Here you can use the +frailty option to account for individual heterogeneity as well. 

It is common to use gap times and include some covariate like previous number of events (or log(previous number of events)), or stratify on the previous number of events so that you get different $\phi_0$'s for the time between the first and the second visit, second and third, etc. Here however you should be able to really defend you choices, as you are de facto altering the time scale of the model. 

In general, with the calendar time approach you have quick access to the distribution of the events in a certain time window, and with the gap time scale you have easy access to the distribution of the gaps themselves, but you can not easily get the best of both worlds, at least not in nice closed forms (you can achieve many things by simulation though).
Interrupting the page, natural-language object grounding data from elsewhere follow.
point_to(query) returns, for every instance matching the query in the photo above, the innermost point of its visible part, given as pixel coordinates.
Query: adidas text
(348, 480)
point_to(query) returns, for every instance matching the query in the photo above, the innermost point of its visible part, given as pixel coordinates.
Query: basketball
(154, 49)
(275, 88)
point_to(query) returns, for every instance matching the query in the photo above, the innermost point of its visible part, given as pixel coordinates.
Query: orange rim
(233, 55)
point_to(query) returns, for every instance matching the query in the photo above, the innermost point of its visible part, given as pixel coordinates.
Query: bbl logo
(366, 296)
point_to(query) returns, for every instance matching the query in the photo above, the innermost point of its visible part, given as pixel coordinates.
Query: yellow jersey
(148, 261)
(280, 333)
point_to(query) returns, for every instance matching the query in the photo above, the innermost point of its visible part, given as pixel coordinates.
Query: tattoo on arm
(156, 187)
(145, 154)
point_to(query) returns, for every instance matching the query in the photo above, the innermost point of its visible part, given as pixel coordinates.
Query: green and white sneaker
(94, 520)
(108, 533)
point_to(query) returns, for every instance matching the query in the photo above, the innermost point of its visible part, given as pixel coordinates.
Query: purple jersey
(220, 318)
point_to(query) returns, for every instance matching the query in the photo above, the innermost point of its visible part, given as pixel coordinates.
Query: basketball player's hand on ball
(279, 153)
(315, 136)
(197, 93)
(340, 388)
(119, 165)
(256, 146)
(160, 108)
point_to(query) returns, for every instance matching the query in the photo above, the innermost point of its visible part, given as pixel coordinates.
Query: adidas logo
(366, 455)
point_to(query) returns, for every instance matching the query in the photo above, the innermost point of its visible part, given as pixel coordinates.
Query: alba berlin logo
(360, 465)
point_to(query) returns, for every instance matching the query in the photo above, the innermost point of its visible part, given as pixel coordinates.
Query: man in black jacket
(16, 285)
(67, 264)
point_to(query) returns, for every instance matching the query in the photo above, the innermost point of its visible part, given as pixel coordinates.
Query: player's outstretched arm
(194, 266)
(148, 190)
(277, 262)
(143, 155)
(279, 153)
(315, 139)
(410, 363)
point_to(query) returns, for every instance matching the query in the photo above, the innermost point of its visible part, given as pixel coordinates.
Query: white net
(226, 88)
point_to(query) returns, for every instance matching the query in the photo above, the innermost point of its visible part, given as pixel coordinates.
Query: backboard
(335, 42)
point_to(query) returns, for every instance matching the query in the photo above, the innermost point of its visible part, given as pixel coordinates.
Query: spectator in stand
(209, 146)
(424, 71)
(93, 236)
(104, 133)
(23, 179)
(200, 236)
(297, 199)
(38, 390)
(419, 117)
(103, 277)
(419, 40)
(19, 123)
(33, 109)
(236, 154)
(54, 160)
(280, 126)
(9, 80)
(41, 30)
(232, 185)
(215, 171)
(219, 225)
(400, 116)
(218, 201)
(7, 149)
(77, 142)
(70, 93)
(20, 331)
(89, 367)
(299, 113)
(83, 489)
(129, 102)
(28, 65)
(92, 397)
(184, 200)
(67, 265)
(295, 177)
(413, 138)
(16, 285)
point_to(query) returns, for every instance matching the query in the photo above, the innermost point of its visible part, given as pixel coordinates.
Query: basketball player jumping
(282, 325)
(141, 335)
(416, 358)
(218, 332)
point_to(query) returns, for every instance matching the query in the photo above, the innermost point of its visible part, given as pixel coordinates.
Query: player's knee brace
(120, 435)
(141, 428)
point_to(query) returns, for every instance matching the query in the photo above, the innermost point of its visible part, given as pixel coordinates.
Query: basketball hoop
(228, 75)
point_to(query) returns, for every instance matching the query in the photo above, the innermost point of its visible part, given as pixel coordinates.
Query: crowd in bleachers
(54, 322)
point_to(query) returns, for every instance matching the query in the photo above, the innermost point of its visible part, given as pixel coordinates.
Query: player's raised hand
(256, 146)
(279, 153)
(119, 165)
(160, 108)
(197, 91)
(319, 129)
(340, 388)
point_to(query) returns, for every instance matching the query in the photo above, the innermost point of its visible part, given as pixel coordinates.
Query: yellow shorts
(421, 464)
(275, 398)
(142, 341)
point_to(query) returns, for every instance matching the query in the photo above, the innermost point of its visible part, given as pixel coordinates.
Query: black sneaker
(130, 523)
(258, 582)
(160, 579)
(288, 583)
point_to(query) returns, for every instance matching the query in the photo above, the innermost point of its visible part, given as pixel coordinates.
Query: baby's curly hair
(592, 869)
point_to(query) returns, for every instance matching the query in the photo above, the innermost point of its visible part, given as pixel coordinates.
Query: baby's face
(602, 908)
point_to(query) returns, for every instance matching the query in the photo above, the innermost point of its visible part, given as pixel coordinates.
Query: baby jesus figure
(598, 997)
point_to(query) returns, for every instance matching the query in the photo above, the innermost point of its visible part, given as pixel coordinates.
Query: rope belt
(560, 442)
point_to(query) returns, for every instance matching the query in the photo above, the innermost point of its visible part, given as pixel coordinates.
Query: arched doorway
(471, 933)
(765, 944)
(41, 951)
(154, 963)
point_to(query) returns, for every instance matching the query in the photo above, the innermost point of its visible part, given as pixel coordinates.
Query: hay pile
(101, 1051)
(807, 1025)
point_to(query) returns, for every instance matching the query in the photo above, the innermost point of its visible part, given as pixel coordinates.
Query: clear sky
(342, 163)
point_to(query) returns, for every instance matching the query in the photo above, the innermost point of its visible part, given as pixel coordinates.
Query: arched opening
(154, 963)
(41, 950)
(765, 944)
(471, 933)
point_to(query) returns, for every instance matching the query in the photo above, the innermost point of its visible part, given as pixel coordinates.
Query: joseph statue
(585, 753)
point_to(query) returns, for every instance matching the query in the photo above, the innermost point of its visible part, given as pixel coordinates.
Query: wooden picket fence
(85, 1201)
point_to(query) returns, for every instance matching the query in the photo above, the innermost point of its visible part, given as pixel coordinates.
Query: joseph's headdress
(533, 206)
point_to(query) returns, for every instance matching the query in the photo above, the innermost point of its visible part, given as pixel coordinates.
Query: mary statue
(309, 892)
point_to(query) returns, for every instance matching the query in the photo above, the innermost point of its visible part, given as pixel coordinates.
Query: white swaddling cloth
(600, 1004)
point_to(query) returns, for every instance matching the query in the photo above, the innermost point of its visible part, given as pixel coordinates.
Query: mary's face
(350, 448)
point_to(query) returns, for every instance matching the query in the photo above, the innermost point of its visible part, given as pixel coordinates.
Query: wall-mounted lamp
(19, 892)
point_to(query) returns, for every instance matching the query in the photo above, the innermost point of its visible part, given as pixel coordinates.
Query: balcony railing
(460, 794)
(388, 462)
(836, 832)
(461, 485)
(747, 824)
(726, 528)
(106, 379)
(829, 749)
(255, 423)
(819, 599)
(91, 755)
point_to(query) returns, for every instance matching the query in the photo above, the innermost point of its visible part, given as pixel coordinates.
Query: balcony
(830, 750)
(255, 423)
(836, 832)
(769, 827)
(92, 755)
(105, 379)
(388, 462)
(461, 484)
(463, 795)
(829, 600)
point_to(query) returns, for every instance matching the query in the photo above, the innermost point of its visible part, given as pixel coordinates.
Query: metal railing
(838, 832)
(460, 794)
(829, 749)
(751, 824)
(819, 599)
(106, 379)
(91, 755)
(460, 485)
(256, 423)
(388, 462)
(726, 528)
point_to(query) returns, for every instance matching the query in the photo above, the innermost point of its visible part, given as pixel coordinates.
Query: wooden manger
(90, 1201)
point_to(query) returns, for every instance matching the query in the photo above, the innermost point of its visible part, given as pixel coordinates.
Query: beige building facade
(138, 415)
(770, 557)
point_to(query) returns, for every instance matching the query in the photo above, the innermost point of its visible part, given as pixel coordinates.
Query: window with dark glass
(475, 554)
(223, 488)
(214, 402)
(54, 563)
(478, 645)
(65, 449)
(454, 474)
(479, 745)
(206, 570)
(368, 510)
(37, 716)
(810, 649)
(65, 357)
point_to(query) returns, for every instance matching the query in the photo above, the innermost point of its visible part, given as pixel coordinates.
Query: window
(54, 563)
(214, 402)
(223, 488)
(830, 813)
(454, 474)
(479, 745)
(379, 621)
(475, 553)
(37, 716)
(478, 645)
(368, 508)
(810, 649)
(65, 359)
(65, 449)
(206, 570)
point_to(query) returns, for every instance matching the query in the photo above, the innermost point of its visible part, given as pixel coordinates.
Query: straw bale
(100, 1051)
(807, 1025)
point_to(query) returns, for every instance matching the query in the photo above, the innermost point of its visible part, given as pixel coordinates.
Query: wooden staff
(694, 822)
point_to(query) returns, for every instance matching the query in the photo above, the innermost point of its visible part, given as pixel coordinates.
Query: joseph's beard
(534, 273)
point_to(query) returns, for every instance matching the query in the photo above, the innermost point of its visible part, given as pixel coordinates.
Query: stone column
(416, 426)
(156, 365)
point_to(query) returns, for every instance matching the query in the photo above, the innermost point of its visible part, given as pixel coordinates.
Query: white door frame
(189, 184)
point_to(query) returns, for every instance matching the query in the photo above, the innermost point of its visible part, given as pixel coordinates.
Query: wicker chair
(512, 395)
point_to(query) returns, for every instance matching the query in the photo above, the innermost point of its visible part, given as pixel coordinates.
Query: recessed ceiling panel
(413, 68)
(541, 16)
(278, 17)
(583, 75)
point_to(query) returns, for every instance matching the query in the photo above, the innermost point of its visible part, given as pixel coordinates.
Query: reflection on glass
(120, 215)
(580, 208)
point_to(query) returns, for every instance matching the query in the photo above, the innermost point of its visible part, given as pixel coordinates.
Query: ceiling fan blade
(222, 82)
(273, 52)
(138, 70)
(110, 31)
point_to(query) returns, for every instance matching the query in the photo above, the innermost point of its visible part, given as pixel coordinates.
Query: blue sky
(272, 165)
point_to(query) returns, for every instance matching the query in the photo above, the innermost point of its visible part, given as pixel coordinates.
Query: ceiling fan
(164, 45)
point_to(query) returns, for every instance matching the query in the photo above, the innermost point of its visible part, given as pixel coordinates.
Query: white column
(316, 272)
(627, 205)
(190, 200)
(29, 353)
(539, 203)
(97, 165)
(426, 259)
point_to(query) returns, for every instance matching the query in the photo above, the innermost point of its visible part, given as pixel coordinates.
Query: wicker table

The only time when the two coincide is when $\lambda_0$ (or $\phi_0$) is constant. In that case, the number of events in any time interval is Poisson (with the same expectation) and the gaps follow an exponential distribution. This is usually seen as a very strong assumption. 

A book that is arguably the best introduction to the analysis of the recurrent events is this one. The authors there emphasise that the decision between which time scale to use may depend a lot on the problem at hand. Their general point seems to be that for incident events, that do not alter the process itself, calendar time is the most useful (like warranty repairs on cars, myocardial infarctions). On the other hand, gap time scales are most useful when you want to predict the time to the next event, and is most natural when at every event the unit of interest has some intervention (like a car repair, or some transplant).